(Reuters) – Wall Street’s main indexes rose for a second straight session on Monday, led by gains in technology and financial stocks, after its worst week in two years as the specter of rising inflation led to fears of accelerated interest rate hikes.
Nine of the 11 major S&P sectors were higher, with only the interest-rate sensitive utilities .SPLRCU and real estate .SPLRCR indexes in the red.
By 11:43 a.m. ET, the Dow Jones Industrial Average .DJI was up 287.18 points, or 1.19 percent, at 24,478.08. The S&P 500 .SPX was up 25.88 points, or 0.99 percent, at 2,645.43. The Nasdaq Composite .IXIC was up 86.88 points, or 1.26 percent, at 6,961.37.
Despite gains of about 1.5 percent on Friday, the three indexes are still 6 percent to 6.5 percent lower since Feb. 2, when strong U.S. jobs and wages growth data sparked inflation fears, igniting a rally in bond yields and a sell-off in stocks.
“There are some open doors left, notably, where interest rates are and where they are heading.
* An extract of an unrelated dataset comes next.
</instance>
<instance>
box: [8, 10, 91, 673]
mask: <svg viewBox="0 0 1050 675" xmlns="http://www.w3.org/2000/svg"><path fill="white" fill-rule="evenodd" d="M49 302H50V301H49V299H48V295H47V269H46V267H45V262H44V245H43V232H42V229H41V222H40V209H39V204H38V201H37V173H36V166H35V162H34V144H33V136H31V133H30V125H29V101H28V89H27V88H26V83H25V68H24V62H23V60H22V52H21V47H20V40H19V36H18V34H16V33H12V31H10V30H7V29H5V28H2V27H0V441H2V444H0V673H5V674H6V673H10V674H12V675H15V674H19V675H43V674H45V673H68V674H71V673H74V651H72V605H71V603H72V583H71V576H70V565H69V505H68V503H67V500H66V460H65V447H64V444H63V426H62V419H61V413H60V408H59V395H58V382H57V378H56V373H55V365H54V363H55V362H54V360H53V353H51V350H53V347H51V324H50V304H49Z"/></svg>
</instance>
So while there has been some relief in some assets we don’t think the ”all clear“ has been sounded just yet,” said Eric Freedman, chief investment officer for U.S. Bank Wealth Management.
U.S. 10-year Treasury yields US10YT=RR hit a new four-year high of 2.902 earlier Monday, but are currently near their session-lows at 2.8494 percent. [US/]
Equities for years have looked relatively attractive compared to the low yields offered by bonds, but the rise in Treasury yields has diminished the allure of stocks, especially with stock valuations at historically expensive levels.
That, along with a reversal of bets on low volatility drew the three major U.S. indexes to correction territory last week.
Wall Street’s fear gauge, VIX, short for the CBOE Volatility index .VIX was last at 27.94 on Monday, more than double its 50-day moving average but trading in a narrow 2-point range.
President Donald Trump unveiled a long-awaited infrastructure plan that asks the U.S. Congress to authorize $200 billion over 10 years to stimulate $1.5 trillion in improvements paid for by states, localities and private investors.
While the proposal will recommend cuts that would lower the deficit by $3 trillion over 10 years, it is likely to stoke a debate on spending that began when Congress passed a tax overhaul in December.
“The concern is if there is going to be a much higher deficit, a lot more borrowing that’s going to go on. That’s why I think the bond market is setting the tune more so than the stock market,” said Paul Nolte, portfolio manager at Kingsview Asset Management in Chicago.
The S&P materials .SPLRCM index rose 1.2 percent and industrials .SPLRCI gained 0.73 percent. They were outdone only by the energy sector’s .SPNY 1.46 percent jump as oil prices rose. [O/R]
Advancing issues outnumbered decliners on the NYSE by 1,692 to 1,150. On the Nasdaq, 1,752 issues rose and 1,095 fell.